Charlottesville auto crash suspect ID'd as 20-year-old OH man

Charlottesville auto crash suspect ID'd as 20-year-old OH man

A man is facing a murder charge after a auto ploughed into a crowd of people protesting against a white supremacist rally in Virginia, killing a 32-year-old woman and injuring more than a dozen others, on a day full of violent confrontations.

US President Donald Trump's daughter Ivanka Trump weighed in Sunday on the violence in Charlottesville, Virginia, with an appeal for unity, saying there was "no place in society for racism, white supremacy and neo-nazis".

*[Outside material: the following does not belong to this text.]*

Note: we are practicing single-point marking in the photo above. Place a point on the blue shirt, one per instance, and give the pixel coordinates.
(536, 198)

"Go home. You are not patriots". He said he was saddened that people were hurt. "The First Amendment protects the rights of all Americans to speak their minds peaceably, but violence, brutality, and murder have no place in a civilized society".

"From his New Jersey Golf Club, President Donald Trump addressed the violent clashes between protesters and white supremacists, blaming "many sides" for the events in Charlottesville". Total disaster, ' alt-right figure Richard Spencer said on Twitter.

Video on social media showed a auto at high speed rear-ended another vehicle, then backed up and rammed into pedestrians.

"Deepest condolences to the families & fellow officers of the VA State Police who died today", tweeted Trump.

On Saturday hundreds of people threw punches and unleashed chemical sprays as part of the violence.

The fast-paced march was made up nearly exclusively of men in their 20s and 30s, though there were some who looked to be in their mid-teens.

McAuliffe had earlier declared a state of emergency while law enforcement officials worked to disperse the protesters in the college town.

By then, a "Unite the Right" rally planned for noon - originally meant to protest the removal of a statue of Confederate General Robert E. Lee in the city's Emancipation Park - had been cancelled as Virginia Gov. Terry McAuliffe declared a state of emergency.

Former Ku Klux Klan leader David Duke was in Charlottesville and called the demonstration a "turning point". "We are determined to take our country back".

This brings the number of deaths connected to the rally to three.

Charlottesville, home of Thomas Jefferson and the University of Virginia, has become the latest Southern battleground over the contested removal of Confederate monuments.